Car si l’espace « nous rappelle sans cesse que dans ce monde nous risquons de nous perdre », certains plus que d’autres font l’expérience du déracinement et de sa nostalgie radicale ; ceux qu’aujourd’hui la langue des dominants appelle des migrants – les renvoyant ainsi à un statut animal, car ce serait trop d’humanité que les nommer des exilés.
Emigrer n’implique pas uniquement de laisser derrière soi, de traverser les eaux, de vivre au milieu d’étrangers, mais aussi de déconstruire le sens même du monde et – au plus extrême- de s’abandonner à l’irréel, cet autre nom pour désigner l’absurde.
L’exilé est celui qui n’a plus plus d’ancrage, plus d’ici.
A l’origine, « home » désignait le centre du monde dans un sens non pas géographique mais ontologique (…).
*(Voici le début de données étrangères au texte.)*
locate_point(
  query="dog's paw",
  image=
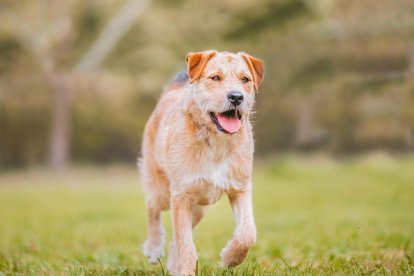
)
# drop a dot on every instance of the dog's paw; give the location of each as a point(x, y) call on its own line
point(153, 252)
point(233, 254)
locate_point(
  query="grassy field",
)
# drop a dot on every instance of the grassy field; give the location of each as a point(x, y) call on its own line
point(314, 216)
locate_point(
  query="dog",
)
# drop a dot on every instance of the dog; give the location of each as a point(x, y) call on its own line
point(197, 146)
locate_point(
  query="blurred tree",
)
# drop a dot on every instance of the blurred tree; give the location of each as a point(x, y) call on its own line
point(56, 39)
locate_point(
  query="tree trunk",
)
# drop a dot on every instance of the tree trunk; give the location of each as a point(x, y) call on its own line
point(60, 129)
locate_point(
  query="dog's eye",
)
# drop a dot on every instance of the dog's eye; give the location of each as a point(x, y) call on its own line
point(245, 79)
point(216, 78)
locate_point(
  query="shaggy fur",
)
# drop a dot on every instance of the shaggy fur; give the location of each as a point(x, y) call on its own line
point(188, 163)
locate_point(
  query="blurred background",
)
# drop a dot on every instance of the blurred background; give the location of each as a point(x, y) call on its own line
point(78, 79)
point(334, 131)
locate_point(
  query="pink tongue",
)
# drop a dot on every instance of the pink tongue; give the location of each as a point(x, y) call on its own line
point(230, 124)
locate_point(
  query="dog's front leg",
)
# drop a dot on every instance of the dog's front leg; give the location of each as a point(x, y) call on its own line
point(244, 236)
point(185, 254)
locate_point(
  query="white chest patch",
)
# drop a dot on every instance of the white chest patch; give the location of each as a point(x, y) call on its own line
point(217, 174)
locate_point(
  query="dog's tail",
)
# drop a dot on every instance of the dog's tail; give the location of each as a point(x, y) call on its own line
point(178, 81)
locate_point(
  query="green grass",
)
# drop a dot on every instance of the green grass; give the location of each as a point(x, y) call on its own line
point(314, 216)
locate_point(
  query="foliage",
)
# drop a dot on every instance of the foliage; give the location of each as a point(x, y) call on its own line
point(337, 79)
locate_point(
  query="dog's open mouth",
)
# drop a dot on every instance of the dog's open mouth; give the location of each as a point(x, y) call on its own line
point(227, 122)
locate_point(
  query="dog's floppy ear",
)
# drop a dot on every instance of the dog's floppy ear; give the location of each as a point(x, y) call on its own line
point(196, 62)
point(256, 67)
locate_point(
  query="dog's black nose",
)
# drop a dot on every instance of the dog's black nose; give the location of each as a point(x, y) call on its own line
point(235, 97)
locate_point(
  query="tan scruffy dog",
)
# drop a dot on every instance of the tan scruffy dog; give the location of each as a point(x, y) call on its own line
point(198, 145)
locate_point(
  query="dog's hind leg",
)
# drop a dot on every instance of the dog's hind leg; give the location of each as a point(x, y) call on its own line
point(198, 213)
point(153, 247)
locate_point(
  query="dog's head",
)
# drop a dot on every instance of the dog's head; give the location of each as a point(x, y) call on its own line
point(224, 87)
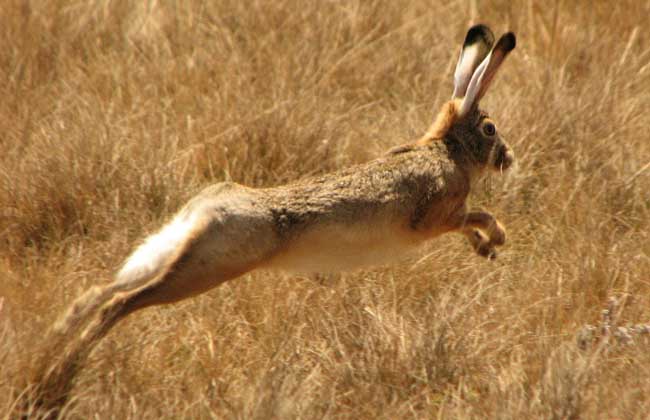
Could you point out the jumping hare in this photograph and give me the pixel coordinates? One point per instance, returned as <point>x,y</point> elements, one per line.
<point>354,217</point>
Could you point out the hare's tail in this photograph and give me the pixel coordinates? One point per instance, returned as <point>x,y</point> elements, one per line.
<point>74,336</point>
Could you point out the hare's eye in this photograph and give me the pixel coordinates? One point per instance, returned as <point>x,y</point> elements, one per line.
<point>489,129</point>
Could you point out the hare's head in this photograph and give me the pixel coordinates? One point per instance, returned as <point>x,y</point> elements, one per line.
<point>471,132</point>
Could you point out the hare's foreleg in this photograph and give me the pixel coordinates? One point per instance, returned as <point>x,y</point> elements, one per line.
<point>483,231</point>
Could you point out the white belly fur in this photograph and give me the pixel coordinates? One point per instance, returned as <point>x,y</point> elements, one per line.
<point>343,248</point>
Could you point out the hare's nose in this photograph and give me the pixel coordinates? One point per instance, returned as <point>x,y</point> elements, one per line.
<point>505,158</point>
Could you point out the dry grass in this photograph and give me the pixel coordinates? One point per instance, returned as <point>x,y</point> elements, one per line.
<point>115,112</point>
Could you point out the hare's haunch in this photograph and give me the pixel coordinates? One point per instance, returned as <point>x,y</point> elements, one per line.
<point>357,216</point>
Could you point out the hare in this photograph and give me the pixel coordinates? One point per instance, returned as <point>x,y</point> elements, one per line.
<point>357,216</point>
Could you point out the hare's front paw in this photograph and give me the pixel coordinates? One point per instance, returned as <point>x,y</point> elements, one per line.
<point>482,244</point>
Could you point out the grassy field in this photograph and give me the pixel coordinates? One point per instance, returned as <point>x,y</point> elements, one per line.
<point>113,113</point>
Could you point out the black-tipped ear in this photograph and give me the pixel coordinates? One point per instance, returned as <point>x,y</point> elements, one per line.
<point>477,45</point>
<point>485,72</point>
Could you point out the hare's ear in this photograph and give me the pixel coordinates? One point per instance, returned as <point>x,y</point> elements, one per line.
<point>477,45</point>
<point>485,72</point>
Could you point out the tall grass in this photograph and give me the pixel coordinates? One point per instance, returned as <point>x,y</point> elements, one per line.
<point>113,113</point>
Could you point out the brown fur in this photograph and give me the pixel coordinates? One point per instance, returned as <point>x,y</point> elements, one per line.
<point>362,215</point>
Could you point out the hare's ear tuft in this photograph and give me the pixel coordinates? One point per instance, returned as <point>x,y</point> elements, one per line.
<point>485,72</point>
<point>477,45</point>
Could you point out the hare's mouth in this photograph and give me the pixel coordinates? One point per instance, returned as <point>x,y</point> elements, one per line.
<point>504,158</point>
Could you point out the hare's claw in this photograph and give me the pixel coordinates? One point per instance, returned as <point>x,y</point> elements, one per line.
<point>484,246</point>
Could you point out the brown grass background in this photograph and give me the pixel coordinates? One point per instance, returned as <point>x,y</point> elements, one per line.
<point>114,112</point>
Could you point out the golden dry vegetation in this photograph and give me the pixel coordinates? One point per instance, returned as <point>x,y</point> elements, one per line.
<point>113,113</point>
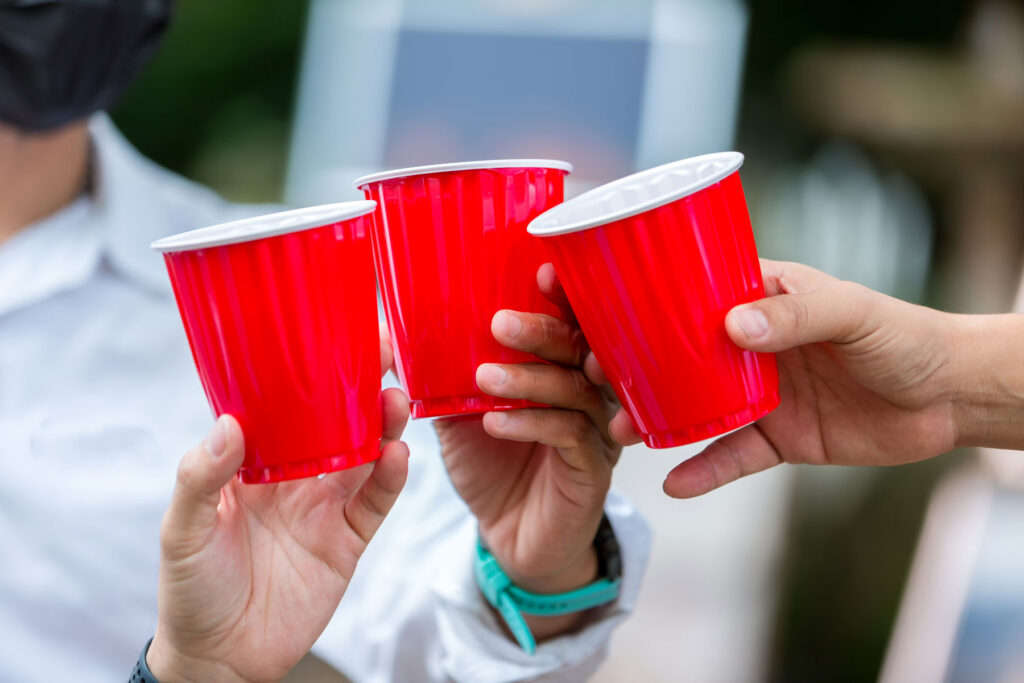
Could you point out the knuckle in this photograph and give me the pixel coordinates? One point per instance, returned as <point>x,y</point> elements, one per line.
<point>580,386</point>
<point>797,311</point>
<point>579,427</point>
<point>189,474</point>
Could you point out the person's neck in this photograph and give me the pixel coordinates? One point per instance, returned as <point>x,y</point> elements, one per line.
<point>40,173</point>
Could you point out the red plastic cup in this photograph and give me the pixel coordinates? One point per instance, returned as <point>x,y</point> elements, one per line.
<point>651,263</point>
<point>452,250</point>
<point>281,313</point>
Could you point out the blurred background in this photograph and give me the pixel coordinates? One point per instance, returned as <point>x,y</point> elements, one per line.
<point>885,144</point>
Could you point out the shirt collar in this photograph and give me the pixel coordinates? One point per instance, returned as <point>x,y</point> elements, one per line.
<point>127,206</point>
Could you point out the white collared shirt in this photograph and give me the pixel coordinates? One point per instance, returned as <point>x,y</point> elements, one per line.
<point>98,400</point>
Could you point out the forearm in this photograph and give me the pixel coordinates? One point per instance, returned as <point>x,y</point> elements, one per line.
<point>988,396</point>
<point>579,574</point>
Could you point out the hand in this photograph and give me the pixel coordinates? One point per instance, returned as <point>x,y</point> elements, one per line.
<point>251,574</point>
<point>537,478</point>
<point>864,380</point>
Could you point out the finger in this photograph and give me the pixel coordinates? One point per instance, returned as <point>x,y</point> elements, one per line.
<point>554,385</point>
<point>387,351</point>
<point>542,335</point>
<point>788,278</point>
<point>731,457</point>
<point>562,429</point>
<point>394,411</point>
<point>368,508</point>
<point>622,429</point>
<point>203,471</point>
<point>551,288</point>
<point>839,312</point>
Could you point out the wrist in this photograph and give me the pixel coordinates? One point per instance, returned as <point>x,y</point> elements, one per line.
<point>578,572</point>
<point>170,666</point>
<point>988,398</point>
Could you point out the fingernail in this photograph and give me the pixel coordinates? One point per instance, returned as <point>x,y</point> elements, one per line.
<point>495,375</point>
<point>752,322</point>
<point>216,439</point>
<point>513,326</point>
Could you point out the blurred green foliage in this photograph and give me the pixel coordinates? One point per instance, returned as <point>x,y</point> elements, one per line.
<point>215,103</point>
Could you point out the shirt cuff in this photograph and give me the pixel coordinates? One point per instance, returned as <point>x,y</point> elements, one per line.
<point>476,648</point>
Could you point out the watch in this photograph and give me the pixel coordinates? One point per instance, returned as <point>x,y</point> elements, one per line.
<point>512,602</point>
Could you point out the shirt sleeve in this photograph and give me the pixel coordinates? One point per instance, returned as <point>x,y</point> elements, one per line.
<point>473,645</point>
<point>413,611</point>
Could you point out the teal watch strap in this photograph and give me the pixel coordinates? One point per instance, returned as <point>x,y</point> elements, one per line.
<point>512,601</point>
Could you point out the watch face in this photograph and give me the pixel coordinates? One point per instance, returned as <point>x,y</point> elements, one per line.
<point>609,559</point>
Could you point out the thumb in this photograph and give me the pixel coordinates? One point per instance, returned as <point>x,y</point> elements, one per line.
<point>202,473</point>
<point>839,312</point>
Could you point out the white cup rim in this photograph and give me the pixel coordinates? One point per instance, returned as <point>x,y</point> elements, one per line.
<point>586,211</point>
<point>462,166</point>
<point>267,225</point>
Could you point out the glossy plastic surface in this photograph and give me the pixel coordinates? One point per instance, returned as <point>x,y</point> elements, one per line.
<point>651,292</point>
<point>285,336</point>
<point>452,250</point>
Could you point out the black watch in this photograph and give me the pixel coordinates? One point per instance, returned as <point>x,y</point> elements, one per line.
<point>609,559</point>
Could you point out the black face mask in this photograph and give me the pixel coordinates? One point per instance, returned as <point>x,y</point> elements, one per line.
<point>64,59</point>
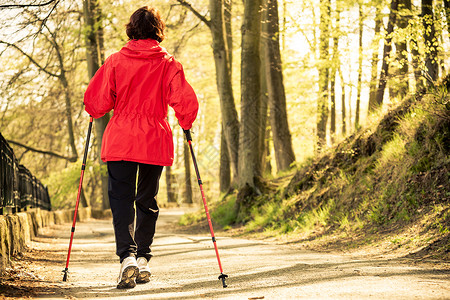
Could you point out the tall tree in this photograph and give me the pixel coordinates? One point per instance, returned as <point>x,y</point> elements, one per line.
<point>447,13</point>
<point>334,66</point>
<point>284,153</point>
<point>187,176</point>
<point>431,41</point>
<point>374,60</point>
<point>322,104</point>
<point>249,134</point>
<point>95,58</point>
<point>386,54</point>
<point>224,167</point>
<point>400,84</point>
<point>221,49</point>
<point>360,60</point>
Sans « home » au coeur du réel, on n’était pas seulement sans abri, on était aussi perdu dans le non-être, dans l’irréalité. Sans « home » on était livré à la fragmentation ».
Seul le poème a le pouvoir de faire resurgir l’ici perdu. Berger nous offre alors « huit poèmes d’émigration.
Pose ton jardin contre ma joue
ton jardin à cinq doigts
d’une autre ville
contre ma joue.
Car le poème agit comme une unification du sujet fragmenté. Le chapitre intitulé Une fois, dans un poème, est sans doute l’un des plus marquants du texte.
Les poèmes, quel que soit le dénouement, traversent les champs de bataille, soignent les blessés, écoutent les délirants monologues, ici triomphants, là épouvantés. Ils apportent une sorte de paix. Non pas en anesthésiant ou en lénifiant, mais en reconnaissant l’expérience vécue, et en promettant qu’elle ne se laissera pas effacer, ni ignorer comme si elle n’avait jamais eu lieu (…). Que le langage abrite l’expérience qui a demandé refuge, voilà la nature de cette promesse.
La langue poétique seule peut dépasser les apories du temps et de l’espace, en s’imposant comme « principe et présence » :
Le poète place le langage hors du temps : ou, plus précisément, le poète aborde le langage comme il approcherait un lieu, un point de ralliement où le temps serait privé de finalité, où il serait lui-même contenu et circonscrit (…). Affirmer que la poésie renferme une promesse peut induire en erreur, car une promesse se projette dans l’avenir, alors que c’est précisément la coexistence du futur, du présent et du passé que promet la poésie.
Pensée du temps – qui n’est pas sans rappeler Pascal
vécu de l’espace – qui n’est pas sans rappeler Merleau-Ponty
le texte de John Berger est également constamment traversé par cette adresse à toi,
l’amoureuse,
la « raconteuse »,
dont on attend la lettre dans ce « bureau de poste » si « spacieux » que « je soupçonne son directeur soit d’inefficacité soit de vice, le personnel derrière les guichets avait l’air démoralisé (…). La plupart des employés étaient des femmes d’environ ton âge. A la vue de ton écriture sur l’enveloppe que la guichetière tenait encore, j’entendis ta voix. Ce n’est pas que je m’en sois souvenu, non : je l’ai entendue. Se souvenir, c’est rappeler à soi. Là, dans la poste centrale avec son sol de faux marbre qui amplifie chaque bruit de pas – c’est moi qui fut appelé. »
Deux amants, une parole comme seule trace, petite, humble, un rien au regard de ces montagnes, de ces pollens, de cette temporalité infinie
et le poème, cette prière sans adresse, à qui revient la tâche d’abolir le temps et l’espace, de nous sauver en somme, et de rendre
nos visages, mon cœur, fugaces comme des photos.